6. You have to speak the words out loud.
Thinking about healing is not enough. Journaling is not always enough. Wolynn insists on speaking: speaking the ancestor's name, speaking what they suffered, speaking a new truth aloud. "I see you. I honor you. I will not repeat your pain." There is something about the voice, the vibration, the sound, the witness of your own ears, that thinking cannot replicate.
7. Visualizations can rewire the nervous system.
Wolynn guides readers through visualizations: meeting an ancestor, placing a hand on their heart, saying goodbye.

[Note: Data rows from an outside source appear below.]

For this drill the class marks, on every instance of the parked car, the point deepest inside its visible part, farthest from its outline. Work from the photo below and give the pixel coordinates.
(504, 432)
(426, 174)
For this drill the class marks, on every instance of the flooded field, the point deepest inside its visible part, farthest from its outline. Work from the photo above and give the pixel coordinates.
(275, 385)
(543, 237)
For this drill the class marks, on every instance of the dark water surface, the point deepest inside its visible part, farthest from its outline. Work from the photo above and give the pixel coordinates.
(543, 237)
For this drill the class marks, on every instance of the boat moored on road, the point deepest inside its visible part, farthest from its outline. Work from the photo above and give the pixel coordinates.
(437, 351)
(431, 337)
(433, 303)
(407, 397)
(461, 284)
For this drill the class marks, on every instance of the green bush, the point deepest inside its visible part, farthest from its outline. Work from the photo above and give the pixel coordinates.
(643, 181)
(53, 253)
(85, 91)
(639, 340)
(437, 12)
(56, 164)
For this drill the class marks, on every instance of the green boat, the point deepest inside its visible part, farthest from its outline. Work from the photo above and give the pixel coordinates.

These are not just imagination exercises. Neuroscience shows that vividly imagining an experience activates the same neural circuits as actually having it. Visualization can create new pathways. It can interrupt old loops.
It Didn't Start with You is not a book that will give you easy answers. It is a book that will give you a different question: What if this pain is not yours? That question, asked with genuine curiosity, can change everything. Not because it is true. Because it is freeing. For a few hundred pages, Mark Wolynn invites you to stop blaming yourself and start looking backward. Look at your parents. Their parents. Their parents. See them as children, as survivors, as people who did their best with what they had. Then ask: what did they carry that you are still carrying? And what would it mean to set it down?
The cycle can end with you. Not because you are perfect. Because you are willing. That is enough. That is where it starts.